Two days after Indian cities, towns and villages witnessed serpentine queues outside banks and ATMs as a fallout of PM Narendra Modi’s move to demonetise Rs 500/1000 notes, an expat in Delhi made the following observation in a Facebook group post “I expected uproar, but nothing of the sort. People queue up politely (inherited from the English, maybe) as if this extraordinary move was business as usual. If you can intervene in the spending power of the ordinary man without immediate riots taking place, there are no limits to where India can reach.”
True, true and true to the core. Especially when the queue concerns withdrawal of your own hard-earned money, it is akin to standing in a queue to use your own private restroom. Despite the PM’s assurances to the contrary, the common man, the honest tax-paying salaried citizen, has faced untold miseries and grave inconveniences due the move’s extreme reliance on the existing banking infrastructure. ATMs without cash. Understaffed bank branches and day-long queues, hung card transactions and more.
But what shines through is our perseverance. As a nation willing to endure, to overcome and to bear a little hardship in the hope of better days ahead. Such a fortitude alone shows that this country is ready for a transformation.
We have seen sexa and septuagenarians standing in queues to withdraw their meagre pension just like anybody else. Despite assurances, most banks haven’t been able to arrange separate queues for women and senior citizens. We have seen the youth eager to help out—filling up forms for the illiterate and the ignorant lot, handing out water and even allowing others in need to switch places.
“When was the last time there was a policy measure that required, in a manner of speaking, the total mobilisation of society on this scale, where literally every citizen is being enlisted (or conscripted, if you prefer) in a policy cause?” says president of New-Delhi based Centre for Policy Research PB Mehta in this column.
The calm and resilience with which India has weathered this storm is unprecedented. It’s the stuff legends are made of.
Despite the urgent and undeniable need of cash, we have seen people helping each other out. Like the cabbie who allowed a passenger to get off without receiving the full fare in cash, the neighbourhood grocer supplying provisions on credit, the milkman dutifully ringing the bell, the maid offering to lend to the employer if need be. And more.
In communities where banking reach is limited, and cash rules the roost, this fellow-feeling is what has sustained large chunks of economically weaker people.
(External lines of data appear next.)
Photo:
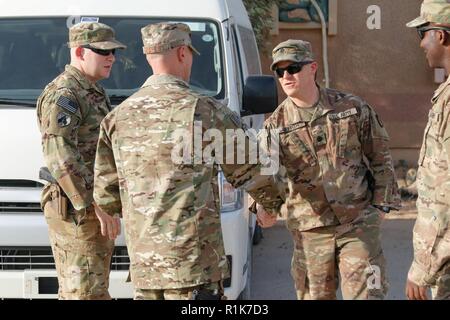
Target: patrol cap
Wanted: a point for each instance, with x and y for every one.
(97, 35)
(292, 50)
(436, 11)
(162, 37)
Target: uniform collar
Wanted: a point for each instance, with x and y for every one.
(440, 90)
(81, 79)
(159, 79)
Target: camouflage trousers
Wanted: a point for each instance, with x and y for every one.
(441, 290)
(82, 255)
(351, 251)
(178, 294)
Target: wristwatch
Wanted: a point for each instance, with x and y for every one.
(383, 208)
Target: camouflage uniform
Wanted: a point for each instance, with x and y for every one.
(170, 210)
(69, 111)
(331, 191)
(431, 234)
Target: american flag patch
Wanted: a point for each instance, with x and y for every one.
(67, 104)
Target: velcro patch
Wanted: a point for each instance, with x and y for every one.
(344, 114)
(293, 127)
(67, 104)
(63, 119)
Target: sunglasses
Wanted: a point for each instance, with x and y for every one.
(423, 30)
(101, 51)
(291, 69)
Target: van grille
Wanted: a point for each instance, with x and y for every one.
(42, 258)
(23, 207)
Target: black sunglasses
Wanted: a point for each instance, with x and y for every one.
(423, 30)
(101, 52)
(291, 69)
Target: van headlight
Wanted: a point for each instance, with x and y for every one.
(231, 199)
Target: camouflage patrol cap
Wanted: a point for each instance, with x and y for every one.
(292, 50)
(95, 34)
(436, 11)
(162, 37)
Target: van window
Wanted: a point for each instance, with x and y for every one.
(250, 50)
(33, 51)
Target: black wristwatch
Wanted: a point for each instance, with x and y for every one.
(383, 208)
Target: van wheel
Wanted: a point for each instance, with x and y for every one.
(246, 293)
(258, 235)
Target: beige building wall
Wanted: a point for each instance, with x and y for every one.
(386, 67)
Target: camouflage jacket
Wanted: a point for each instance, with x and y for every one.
(171, 210)
(69, 112)
(328, 182)
(431, 235)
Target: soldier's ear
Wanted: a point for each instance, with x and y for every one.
(443, 37)
(181, 53)
(79, 52)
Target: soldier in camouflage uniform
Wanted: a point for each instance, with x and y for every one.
(171, 208)
(431, 235)
(69, 111)
(335, 202)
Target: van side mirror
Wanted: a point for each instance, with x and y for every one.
(260, 95)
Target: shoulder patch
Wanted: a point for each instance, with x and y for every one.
(344, 114)
(67, 104)
(293, 127)
(63, 119)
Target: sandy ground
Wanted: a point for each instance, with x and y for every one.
(272, 257)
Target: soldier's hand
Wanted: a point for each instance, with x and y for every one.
(264, 219)
(415, 292)
(110, 226)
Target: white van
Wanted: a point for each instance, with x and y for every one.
(33, 52)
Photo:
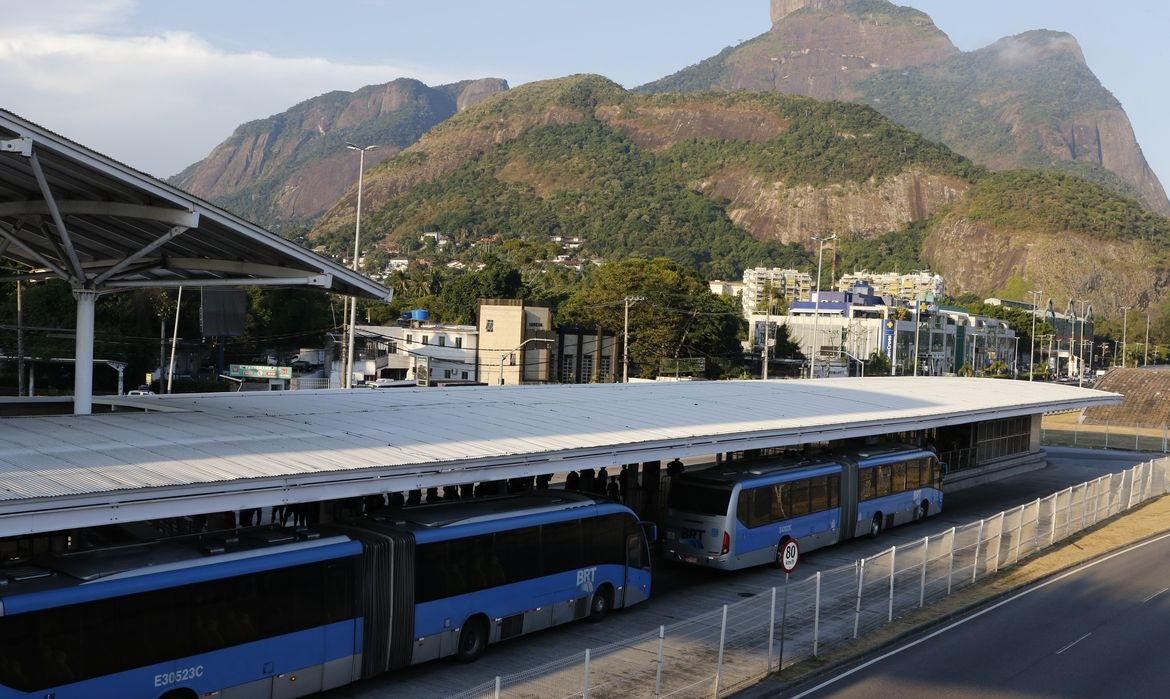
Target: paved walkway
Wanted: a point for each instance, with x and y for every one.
(685, 593)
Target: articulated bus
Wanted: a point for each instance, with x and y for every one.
(738, 515)
(287, 612)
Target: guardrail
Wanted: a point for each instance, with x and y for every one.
(730, 648)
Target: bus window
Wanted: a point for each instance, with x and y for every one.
(561, 546)
(603, 540)
(699, 499)
(818, 492)
(782, 501)
(899, 478)
(866, 490)
(634, 550)
(799, 497)
(881, 480)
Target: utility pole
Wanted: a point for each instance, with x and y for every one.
(1031, 355)
(1124, 317)
(20, 343)
(1146, 348)
(816, 317)
(625, 338)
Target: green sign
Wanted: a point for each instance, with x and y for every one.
(688, 365)
(259, 371)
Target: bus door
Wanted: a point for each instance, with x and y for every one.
(848, 499)
(638, 562)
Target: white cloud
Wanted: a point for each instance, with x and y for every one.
(162, 102)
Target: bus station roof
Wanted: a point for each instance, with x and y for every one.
(213, 452)
(69, 212)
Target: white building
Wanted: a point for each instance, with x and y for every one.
(417, 350)
(786, 283)
(906, 287)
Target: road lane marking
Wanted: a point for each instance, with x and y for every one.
(962, 621)
(1073, 643)
(1155, 595)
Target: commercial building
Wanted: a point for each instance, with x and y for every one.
(782, 283)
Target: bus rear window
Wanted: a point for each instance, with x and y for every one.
(699, 499)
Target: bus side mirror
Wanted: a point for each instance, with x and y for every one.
(651, 530)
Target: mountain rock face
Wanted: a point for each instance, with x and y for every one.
(639, 175)
(289, 168)
(1026, 101)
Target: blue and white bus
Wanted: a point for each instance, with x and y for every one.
(741, 514)
(288, 612)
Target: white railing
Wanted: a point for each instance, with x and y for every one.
(727, 649)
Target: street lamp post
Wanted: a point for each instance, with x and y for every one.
(1080, 347)
(357, 249)
(1031, 354)
(816, 317)
(1146, 347)
(517, 348)
(1124, 317)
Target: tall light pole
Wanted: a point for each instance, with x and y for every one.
(625, 340)
(1146, 348)
(1031, 354)
(1124, 316)
(357, 252)
(517, 348)
(816, 317)
(1080, 347)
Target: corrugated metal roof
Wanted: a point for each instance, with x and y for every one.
(226, 451)
(126, 228)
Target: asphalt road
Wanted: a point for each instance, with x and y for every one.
(1094, 631)
(681, 593)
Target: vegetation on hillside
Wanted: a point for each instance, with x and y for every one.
(1041, 200)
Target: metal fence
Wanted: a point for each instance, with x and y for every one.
(1126, 436)
(728, 649)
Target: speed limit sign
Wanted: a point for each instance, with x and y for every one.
(790, 554)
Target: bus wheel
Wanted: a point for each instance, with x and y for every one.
(473, 639)
(603, 600)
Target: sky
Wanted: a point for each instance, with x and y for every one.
(157, 84)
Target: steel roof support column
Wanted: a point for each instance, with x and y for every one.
(83, 365)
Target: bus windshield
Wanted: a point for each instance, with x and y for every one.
(699, 499)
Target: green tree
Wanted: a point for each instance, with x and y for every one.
(675, 315)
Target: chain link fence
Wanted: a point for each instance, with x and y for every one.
(1138, 437)
(730, 648)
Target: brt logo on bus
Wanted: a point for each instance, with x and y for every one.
(585, 578)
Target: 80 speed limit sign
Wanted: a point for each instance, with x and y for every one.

What the leadership must do is to thank these cogs in the wheel, the good Samaritans for making a week’s nightmare bearable. And to note that they are hanging on there, ‘for the country.’ It is perfectly possible that somewhere down the line this patience can wear off. There’s a limit to patience and if that too is tested as a result of bureaucratic inefficiencies, probably they are squandering the mandate.
The other day PM Modi turned emotional at a rally in Goa. Indeed he should, if he realizes what a mature democracy he heads, what an opportunity he has and to where he can lead this nation hungry for change.
Instead of letting the nation cry, that is.